For Job or Business
You can deduct, at 56 cents per mile for 2014 and 57.5 cents per mile for 2015, driving from your workplace or home office to job assignments, temporary work places, client or customer meetings and work-related training, or between job sites or assignments. Commuting between home and work doesn't qualify. For overnight trips, such as a convention, business must be the primary reason. Don't count personal junkets during the trip, and there is no deduction at all if you use the trip primarily for vacation. Also, you cannot use the standard mileage rate on a vehicle you own if you didn't do so the first year your car was available for use in your business. Then in subsequent years you can use either method. Mileage as an employee expense on Schedule A of Form 1040 is deductible only for amounts above 2 percent of adjusted gross income as reported on line 38, Form 1040. If you're self-employed, use Schedule C to claim it as a business expense.
Looking For Work
Mileage while job hunting may yield you tax relief. You can write off mileage to another area if you took the trip primarily to find a job in the same field in which you're working. Your mileage from one potential employer to another within the area qualifies, even if your trip into the area doesn't. The IRS allows you a deduction at 56 cents per mile in 2014, Job-search mileage and other miscellaneous expenses are deductible only to the extent they are above 2 percent of your adjusted gross income.
On the Move
You can write off your car's mileage in hauling you, your family and possessions to your new home. To qualify, you must move because of a new job or change in workplace. The distance from your former home to new job must exceed that from your former home to former job by at least 50 miles. For example, if you commuted 3 miles to your former office, your new job must be at least 53 miles away from the former home. Also, you must work full time for at least 39 weeks in the first year at your new location; self-employed taxpayers must log 78 weeks during the first two years. You report mileage and other moving expenses on line 26 of Form 1040, which means you don't have to itemize deductions. Mileage is deductible at 23 cents a mile in 2014 and 2015.

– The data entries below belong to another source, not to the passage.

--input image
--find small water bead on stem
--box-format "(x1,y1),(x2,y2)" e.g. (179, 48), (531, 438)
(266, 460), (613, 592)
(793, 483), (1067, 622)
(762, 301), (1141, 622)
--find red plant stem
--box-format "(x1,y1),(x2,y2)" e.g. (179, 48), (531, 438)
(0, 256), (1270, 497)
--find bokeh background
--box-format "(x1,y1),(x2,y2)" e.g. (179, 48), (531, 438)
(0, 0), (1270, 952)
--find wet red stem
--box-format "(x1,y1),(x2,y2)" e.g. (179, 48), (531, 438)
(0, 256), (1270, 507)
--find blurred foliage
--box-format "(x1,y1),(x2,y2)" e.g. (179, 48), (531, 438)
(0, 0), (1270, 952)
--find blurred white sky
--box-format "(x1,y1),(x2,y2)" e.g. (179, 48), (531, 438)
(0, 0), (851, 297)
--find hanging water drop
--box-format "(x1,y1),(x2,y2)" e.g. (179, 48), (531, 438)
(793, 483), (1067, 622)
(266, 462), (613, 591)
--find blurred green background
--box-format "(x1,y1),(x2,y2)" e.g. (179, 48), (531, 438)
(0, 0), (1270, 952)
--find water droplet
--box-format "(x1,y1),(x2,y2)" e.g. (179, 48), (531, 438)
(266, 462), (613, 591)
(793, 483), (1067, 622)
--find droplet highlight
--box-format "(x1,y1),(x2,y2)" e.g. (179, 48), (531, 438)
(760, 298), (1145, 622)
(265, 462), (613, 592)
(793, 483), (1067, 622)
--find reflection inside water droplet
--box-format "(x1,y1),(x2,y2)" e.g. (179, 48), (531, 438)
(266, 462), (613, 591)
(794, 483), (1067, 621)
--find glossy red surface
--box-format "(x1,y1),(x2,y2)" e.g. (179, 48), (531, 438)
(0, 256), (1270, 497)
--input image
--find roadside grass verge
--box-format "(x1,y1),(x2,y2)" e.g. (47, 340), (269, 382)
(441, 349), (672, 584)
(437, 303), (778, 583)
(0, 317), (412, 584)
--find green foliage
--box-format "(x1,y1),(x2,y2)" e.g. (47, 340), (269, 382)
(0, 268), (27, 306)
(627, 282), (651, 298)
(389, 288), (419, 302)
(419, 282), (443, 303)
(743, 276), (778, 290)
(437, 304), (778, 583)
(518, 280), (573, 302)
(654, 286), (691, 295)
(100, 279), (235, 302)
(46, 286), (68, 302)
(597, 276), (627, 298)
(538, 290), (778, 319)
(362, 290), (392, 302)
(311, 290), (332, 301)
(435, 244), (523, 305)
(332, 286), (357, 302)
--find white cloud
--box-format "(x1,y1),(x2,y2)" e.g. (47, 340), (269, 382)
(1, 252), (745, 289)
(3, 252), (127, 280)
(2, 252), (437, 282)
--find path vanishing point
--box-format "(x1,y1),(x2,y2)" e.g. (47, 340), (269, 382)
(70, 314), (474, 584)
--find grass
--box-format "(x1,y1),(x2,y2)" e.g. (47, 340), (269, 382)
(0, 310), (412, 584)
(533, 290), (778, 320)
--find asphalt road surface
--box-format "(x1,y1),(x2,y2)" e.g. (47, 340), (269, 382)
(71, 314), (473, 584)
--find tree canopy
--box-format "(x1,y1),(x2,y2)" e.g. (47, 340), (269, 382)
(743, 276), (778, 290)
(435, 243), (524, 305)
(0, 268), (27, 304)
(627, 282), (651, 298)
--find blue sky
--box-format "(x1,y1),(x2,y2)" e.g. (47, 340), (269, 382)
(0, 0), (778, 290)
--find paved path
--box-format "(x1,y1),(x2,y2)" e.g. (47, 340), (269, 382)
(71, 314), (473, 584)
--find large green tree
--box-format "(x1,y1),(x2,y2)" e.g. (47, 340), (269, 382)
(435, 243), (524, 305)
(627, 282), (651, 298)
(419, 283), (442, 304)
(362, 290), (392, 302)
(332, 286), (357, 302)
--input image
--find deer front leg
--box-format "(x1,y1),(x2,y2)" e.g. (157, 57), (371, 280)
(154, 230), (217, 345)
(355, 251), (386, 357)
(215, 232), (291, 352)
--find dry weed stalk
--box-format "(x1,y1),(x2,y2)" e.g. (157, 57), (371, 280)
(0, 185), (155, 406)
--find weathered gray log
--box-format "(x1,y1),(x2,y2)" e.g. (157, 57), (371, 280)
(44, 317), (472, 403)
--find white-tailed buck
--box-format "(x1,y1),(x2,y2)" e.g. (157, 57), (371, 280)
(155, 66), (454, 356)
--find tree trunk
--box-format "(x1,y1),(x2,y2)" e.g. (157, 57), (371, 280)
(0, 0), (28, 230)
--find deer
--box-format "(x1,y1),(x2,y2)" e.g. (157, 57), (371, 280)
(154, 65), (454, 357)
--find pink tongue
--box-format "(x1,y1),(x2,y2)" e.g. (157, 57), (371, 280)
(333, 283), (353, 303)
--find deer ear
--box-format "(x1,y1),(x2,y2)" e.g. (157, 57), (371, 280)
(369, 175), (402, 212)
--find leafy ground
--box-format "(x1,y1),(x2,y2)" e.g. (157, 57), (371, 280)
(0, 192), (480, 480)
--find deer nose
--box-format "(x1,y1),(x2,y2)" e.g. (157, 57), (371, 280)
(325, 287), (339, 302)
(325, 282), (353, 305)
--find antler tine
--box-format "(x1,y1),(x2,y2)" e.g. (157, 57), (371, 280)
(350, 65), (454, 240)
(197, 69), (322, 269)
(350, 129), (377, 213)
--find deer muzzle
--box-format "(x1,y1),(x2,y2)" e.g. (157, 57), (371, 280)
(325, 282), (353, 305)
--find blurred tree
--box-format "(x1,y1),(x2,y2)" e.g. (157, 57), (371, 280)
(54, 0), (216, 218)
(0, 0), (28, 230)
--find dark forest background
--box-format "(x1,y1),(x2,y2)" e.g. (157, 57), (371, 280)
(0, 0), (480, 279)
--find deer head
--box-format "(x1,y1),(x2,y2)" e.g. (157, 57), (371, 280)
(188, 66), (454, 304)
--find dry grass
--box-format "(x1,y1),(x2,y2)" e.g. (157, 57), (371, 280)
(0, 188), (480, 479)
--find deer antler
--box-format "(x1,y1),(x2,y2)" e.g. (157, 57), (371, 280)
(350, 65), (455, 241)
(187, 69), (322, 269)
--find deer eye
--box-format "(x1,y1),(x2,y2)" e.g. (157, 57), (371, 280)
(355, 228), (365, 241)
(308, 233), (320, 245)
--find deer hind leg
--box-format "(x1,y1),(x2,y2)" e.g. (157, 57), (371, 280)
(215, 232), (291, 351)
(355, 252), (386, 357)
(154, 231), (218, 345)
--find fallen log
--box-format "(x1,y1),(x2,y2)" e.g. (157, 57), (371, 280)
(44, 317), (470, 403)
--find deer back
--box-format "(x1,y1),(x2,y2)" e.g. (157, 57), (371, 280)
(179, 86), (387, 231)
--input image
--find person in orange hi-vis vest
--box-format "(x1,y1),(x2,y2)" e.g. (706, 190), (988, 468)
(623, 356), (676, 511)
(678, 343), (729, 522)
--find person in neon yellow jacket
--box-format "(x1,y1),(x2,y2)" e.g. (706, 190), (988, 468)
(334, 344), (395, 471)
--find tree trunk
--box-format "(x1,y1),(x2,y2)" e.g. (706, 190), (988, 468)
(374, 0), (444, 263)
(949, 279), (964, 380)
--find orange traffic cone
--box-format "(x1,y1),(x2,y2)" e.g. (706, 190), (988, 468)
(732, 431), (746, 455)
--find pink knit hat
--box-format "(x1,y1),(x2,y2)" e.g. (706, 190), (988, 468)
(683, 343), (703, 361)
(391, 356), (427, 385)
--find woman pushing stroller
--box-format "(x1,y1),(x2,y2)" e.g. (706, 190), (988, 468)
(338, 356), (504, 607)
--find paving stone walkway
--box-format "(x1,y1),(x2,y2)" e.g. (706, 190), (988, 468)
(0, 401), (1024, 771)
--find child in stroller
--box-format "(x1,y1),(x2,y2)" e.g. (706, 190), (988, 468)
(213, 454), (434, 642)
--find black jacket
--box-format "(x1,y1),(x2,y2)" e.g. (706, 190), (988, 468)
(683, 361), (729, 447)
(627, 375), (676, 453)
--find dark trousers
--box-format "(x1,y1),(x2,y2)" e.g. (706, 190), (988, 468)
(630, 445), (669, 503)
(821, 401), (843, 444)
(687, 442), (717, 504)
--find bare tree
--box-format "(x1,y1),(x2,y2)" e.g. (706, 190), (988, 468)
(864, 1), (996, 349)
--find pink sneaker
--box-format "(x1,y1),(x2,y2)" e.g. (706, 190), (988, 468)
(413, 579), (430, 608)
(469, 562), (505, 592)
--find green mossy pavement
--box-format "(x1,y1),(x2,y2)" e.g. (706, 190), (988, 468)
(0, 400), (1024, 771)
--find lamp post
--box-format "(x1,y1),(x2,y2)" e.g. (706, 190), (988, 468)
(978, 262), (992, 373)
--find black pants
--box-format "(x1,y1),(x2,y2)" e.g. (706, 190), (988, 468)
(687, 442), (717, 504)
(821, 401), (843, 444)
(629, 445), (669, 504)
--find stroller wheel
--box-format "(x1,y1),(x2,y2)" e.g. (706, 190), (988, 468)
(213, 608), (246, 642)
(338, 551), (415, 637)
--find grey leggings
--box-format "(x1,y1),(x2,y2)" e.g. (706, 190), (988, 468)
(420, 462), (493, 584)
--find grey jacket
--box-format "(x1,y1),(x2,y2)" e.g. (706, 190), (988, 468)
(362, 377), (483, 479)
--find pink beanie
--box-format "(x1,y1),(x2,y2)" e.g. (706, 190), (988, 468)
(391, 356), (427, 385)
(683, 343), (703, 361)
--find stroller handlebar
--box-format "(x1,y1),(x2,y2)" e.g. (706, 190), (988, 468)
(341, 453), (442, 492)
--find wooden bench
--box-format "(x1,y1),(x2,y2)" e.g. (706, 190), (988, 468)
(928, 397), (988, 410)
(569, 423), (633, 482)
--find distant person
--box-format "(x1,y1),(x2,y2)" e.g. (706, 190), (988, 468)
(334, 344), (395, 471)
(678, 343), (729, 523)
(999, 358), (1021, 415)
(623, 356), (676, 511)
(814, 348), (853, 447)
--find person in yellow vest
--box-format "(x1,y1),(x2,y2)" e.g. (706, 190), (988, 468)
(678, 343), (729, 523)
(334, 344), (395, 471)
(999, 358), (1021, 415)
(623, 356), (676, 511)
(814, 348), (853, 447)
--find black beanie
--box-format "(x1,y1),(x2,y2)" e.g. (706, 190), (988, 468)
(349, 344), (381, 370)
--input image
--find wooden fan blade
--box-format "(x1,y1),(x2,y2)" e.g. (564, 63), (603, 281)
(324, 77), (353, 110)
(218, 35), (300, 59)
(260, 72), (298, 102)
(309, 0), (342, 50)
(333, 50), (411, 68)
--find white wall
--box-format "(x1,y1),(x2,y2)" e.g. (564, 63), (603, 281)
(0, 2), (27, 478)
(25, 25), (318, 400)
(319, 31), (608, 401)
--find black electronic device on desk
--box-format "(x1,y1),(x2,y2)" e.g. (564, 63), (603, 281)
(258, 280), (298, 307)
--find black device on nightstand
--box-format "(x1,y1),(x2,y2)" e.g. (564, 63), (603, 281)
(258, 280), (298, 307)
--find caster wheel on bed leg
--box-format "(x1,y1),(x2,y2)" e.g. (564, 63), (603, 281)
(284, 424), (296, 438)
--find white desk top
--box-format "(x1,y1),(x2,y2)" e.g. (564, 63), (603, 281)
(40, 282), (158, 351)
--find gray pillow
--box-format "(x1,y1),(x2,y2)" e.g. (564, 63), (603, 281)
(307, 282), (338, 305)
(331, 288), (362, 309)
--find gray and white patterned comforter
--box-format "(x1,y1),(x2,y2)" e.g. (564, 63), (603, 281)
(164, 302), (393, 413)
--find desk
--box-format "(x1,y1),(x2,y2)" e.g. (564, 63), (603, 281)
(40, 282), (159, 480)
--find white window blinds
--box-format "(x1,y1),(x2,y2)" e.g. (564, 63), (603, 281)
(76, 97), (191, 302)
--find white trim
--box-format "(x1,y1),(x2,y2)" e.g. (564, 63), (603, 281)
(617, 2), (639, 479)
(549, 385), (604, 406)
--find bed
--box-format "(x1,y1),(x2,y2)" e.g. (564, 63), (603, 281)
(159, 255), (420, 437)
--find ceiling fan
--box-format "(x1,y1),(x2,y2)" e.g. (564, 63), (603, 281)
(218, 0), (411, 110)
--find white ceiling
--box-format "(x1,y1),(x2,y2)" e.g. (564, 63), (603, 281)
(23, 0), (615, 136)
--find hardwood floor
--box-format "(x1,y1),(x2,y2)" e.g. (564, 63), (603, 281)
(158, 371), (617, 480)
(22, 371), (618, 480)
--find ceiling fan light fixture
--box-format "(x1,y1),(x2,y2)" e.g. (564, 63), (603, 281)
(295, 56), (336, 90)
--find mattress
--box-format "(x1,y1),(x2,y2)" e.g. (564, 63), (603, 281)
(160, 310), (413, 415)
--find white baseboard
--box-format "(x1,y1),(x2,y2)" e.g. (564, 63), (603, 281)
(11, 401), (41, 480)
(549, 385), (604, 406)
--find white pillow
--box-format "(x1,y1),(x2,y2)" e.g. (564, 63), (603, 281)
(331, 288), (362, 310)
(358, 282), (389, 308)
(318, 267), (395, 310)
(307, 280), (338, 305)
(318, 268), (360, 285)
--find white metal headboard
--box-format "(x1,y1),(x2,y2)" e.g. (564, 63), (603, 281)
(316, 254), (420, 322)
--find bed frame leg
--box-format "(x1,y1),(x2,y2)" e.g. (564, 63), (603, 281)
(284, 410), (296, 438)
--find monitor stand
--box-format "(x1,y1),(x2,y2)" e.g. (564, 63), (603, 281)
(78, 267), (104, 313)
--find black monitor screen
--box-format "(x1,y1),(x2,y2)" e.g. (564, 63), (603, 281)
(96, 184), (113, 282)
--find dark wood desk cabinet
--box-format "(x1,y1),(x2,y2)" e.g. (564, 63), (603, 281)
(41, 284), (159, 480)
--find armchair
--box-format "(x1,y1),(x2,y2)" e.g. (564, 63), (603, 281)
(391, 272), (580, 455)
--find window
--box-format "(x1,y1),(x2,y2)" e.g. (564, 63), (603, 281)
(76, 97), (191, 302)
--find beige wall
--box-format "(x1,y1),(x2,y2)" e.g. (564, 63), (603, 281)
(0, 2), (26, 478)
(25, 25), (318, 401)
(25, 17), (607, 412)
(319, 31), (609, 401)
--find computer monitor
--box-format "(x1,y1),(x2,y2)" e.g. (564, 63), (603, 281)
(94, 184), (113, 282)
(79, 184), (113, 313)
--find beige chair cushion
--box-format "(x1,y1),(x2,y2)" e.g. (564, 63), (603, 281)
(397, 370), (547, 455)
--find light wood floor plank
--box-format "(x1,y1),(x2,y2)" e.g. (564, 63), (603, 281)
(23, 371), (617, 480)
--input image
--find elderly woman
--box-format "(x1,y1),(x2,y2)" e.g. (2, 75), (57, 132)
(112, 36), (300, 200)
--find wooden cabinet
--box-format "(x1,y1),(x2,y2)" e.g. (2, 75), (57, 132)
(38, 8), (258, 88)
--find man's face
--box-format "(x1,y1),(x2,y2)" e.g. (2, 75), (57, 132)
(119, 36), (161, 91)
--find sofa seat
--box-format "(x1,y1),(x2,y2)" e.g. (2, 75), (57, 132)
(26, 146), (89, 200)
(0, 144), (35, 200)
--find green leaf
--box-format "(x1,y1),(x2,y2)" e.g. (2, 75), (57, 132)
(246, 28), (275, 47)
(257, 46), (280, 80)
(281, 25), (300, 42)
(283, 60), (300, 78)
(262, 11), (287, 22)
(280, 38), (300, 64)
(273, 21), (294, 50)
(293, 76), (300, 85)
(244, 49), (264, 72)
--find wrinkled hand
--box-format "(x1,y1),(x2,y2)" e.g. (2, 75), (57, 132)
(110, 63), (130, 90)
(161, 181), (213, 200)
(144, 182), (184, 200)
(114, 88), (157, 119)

The IRS treats miles you put in to volunteer as charitable contributions. You must log your miles in service to an organization recognized by the IRS as charitable. Go to the IRS' Exempt Organizations Select Check Tool at IRS.gov to see if your group qualifies. You can count trips to a site for volunteer activities, such as a camp where you serve as a leader or chaperon, or a conference or meeting if you're a member or serve on a board or committee of, for instance, your church. You're allowed 14 cents a mile, in 2014 and 2015, for these volunteer trips. The deductions on contributions to charitable organizations are capped at 50 percent, 30 percent, or 20 percent of adjusted gross income, depending on the organization. Go to the IRS' Exempt Organizations Select Check Tool to learn the ceiling for your group.
Miles for Medicine
You can write off, at 23 cents per mile, trips to get medical care for you, your spouse or a dependent such as a child. Examples of eligible trips include those to the hospital; a doctor's, dentist's or therapist's office; and a treatment facility for drug or alcohol addiction. Getting cosmetic surgery doesn't qualify as a medical expense, unless the procedure is needed to correct or improve a deformity arising from a congenital abnormality, an injury from trauma or an accident, or a disease. These and other medical expenses are deductible only to the extent that they exceed 10 percent of your adjusted gross income.